Gas prices rise to record levels after Russia invades Ukraine
Russia’s recent invasion of Ukraine forced oil prices above $100 a barrel causing gasoline prices to spike upwards. The national average for gasoline in the U.S. rose to $3.65 a gallon, 12 cents more than last week.
“Current geopolitical tensions could send the national average price of gas above $4 per gallon by Memorial Day,” GasBuddy spokesperson Nicole Peterson said.
Some states in the U.S. are already paying close to $5 per gallon of gasoline, according to AAA.
“Gasoline is the highest it’s ever been in California as of this week, at $4.74 a gallon,” said Lynda Lambert, AAA spokesperson.
In Ohio, the average price of gas is only 11 cents behind the national average at $3.54 a gallon.
The average price in Portage County is $3.50 per gallon, trailing close behind the state average.
Around this same time last year, gas prices were almost $1 less than the current averages. The reason for increased gas prices falls mainly on the price of crude oil, experts say.
Photo Courtesy: AAA Gas Prices
“Crude oil accounts for 50-60% of the cost of gasoline,” Lambert said.
While a barrel of crude oil is refined to create gasoline for automobiles, it’s also used to create other petroleum products including jet fuel and diesel fuel, according to the U.S. Energy Information Administration.
Similar to the stock market, crude oil prices rise and fall constantly throughout the days, weeks, and months. As the increased demand for gasoline rose this year and tensions expanded between Russia and Ukraine, prices steadily grew.
West Texas Intermediate crude oil prices were the highest they have ever been since 2011, trading at over $110 a barrel, according to OPEC.
“It’s hard to predict with any exact formula, what’s going to happen [with prices],” Lambert said. “It’s like trying to predict what the stock market’s gonna going to do.
In the oil industry, futures contracts are established to allow sellers and buyers to settle on a price that oil will trade at in the future, according to an Investopedia article.
“Producers and consumers and companies that are consumers are looking ahead,” said Lockwood Reynolds, an economics professor at Kent State University. “They’re going to start to try and demand more oil now. It starts to push the price up immediately.”
Russia is the world’s third-largest crude oil producer producing more than 10.5 million barrels of crude oil every day, according to the EIA.
“A lot of their natural gas is piped through Ukraine to Europe,” he said. “Any conflict in [Ukraine] is likely first off just makes people nervous about what’s going to happen to oil supplies and gas prices.”
The U.S. receives roughly 200,000 barrels of oil a day from Russia. Most of the oil imported to the United States comes from Canada and other countries. Data from the U.S. Energy Information Administration reported the U.S. imported over 52% of oil from Canada in 2020.
Although the U.S. government imposed some sanctions against Russia already, issuing more could limit oil production and cause prices to go up even further, Reynolds said.

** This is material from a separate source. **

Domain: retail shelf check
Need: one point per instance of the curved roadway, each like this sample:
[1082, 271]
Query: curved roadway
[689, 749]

If Russian oil production is halted due to sanctions, countries like the United States, Japan, and China would most likely be required to open up oil reserves for distribution.

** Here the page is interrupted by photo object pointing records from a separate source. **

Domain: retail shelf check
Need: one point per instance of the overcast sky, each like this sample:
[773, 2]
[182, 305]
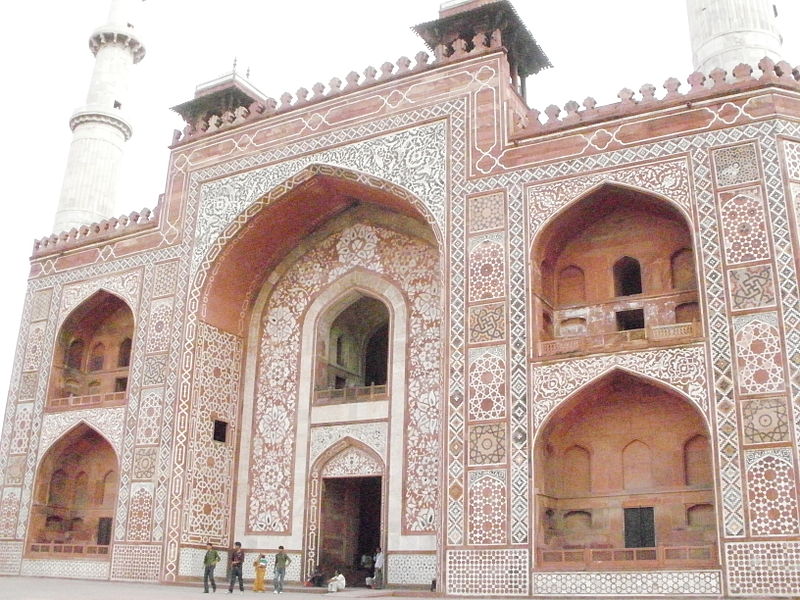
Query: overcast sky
[597, 48]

However, any interruption from Russian exports to Ukraine and other parts of Europe could disturb the global energy supply chain.

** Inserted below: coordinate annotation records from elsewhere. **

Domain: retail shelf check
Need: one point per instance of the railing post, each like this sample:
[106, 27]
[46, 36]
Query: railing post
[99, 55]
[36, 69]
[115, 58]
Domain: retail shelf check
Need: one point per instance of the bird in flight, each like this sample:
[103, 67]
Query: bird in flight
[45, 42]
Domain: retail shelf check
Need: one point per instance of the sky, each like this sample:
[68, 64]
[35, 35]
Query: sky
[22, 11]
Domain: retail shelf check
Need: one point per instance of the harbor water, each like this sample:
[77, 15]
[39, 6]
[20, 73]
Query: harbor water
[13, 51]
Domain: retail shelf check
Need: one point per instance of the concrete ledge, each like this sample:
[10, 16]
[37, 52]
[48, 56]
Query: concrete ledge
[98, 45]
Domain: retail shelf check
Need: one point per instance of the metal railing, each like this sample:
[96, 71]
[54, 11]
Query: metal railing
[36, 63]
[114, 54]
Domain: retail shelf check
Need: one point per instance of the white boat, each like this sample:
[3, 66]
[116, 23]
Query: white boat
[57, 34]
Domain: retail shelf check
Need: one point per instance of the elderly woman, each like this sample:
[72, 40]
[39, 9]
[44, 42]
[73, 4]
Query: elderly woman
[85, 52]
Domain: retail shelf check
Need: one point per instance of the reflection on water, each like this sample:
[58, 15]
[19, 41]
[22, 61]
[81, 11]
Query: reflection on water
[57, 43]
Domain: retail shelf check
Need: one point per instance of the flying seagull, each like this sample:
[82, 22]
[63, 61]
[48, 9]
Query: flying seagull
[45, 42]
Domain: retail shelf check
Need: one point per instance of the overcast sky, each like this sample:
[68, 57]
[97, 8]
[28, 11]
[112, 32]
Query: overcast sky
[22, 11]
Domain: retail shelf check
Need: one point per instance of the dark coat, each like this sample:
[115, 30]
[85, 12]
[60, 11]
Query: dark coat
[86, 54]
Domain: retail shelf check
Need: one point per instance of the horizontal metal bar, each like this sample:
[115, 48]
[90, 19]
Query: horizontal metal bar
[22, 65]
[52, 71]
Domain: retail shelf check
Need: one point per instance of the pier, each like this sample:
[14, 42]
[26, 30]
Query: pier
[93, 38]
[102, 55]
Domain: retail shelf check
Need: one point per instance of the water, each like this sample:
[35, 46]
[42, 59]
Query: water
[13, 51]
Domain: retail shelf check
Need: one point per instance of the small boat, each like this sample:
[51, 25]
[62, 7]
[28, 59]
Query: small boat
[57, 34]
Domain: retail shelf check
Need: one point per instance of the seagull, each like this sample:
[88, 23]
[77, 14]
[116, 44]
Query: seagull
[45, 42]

A project called the Nordstream Pipeline 2 was initially created to carry natural gasoline from Russia to Germany.
“[It] was a pipeline that went through the Baltic Sea area, rather than going through Ukraine,” said Andrew Barnes, a political science professor at Kent State University. “It means that if Russia has got an issue with Ukraine, and it wants to slow gas supplies to Ukraine, it also ends up slowing gas supplies to Europe.”
The pipeline’s impact on Europe eventually led Germany to sanction Russia for its invasion of Ukraine, he said.
Fewer fossil fuels and less coal-fired power have also created concern for natural gas prices and a growing energy catastrophe across the globe.
As the world re-opens nearly two years after an economic downfall due to the COVID-19 pandemic, gasoline demand adds to the inflation of gas prices. Oil refineries in the U.S. are struggling to keep up with post-pandemic production efforts.
Even predicting the price of gasoline in the future is nearly impossible, Reynolds said.
“As demand for energy across the globe keeps rising and rising and rising,” he said, “that’s going to strain those [fossile fuels] unless we start switching to other forms of energy.”
Gasoline prices aren’t expected to fall anytime soon. As summer approaches, travel is expected to increase to pre-pandemic levels, according to a New York Times article.
“Prices … are set to reach even higher this year due to the ongoing Russia and Ukraine situation and continued post-pandemic production recovery,” Peterson said. “It could take until early fall for us to see prices go down at all.”
Generally, gas prices will also increase in the summer in part due to the government-regulated switch to summer-blend gas, which is more expensive to produce and required to be sold starting May 1, she said.
AAA suggests planning trips ahead of time to increase your fuel economy.
“Consolidate [any] trips,” Lambert said. “If you can, carpool to work or take public transportation.”
Apps like GasBuddy and AAA Mobile also offer options to find the cheapest gas near you.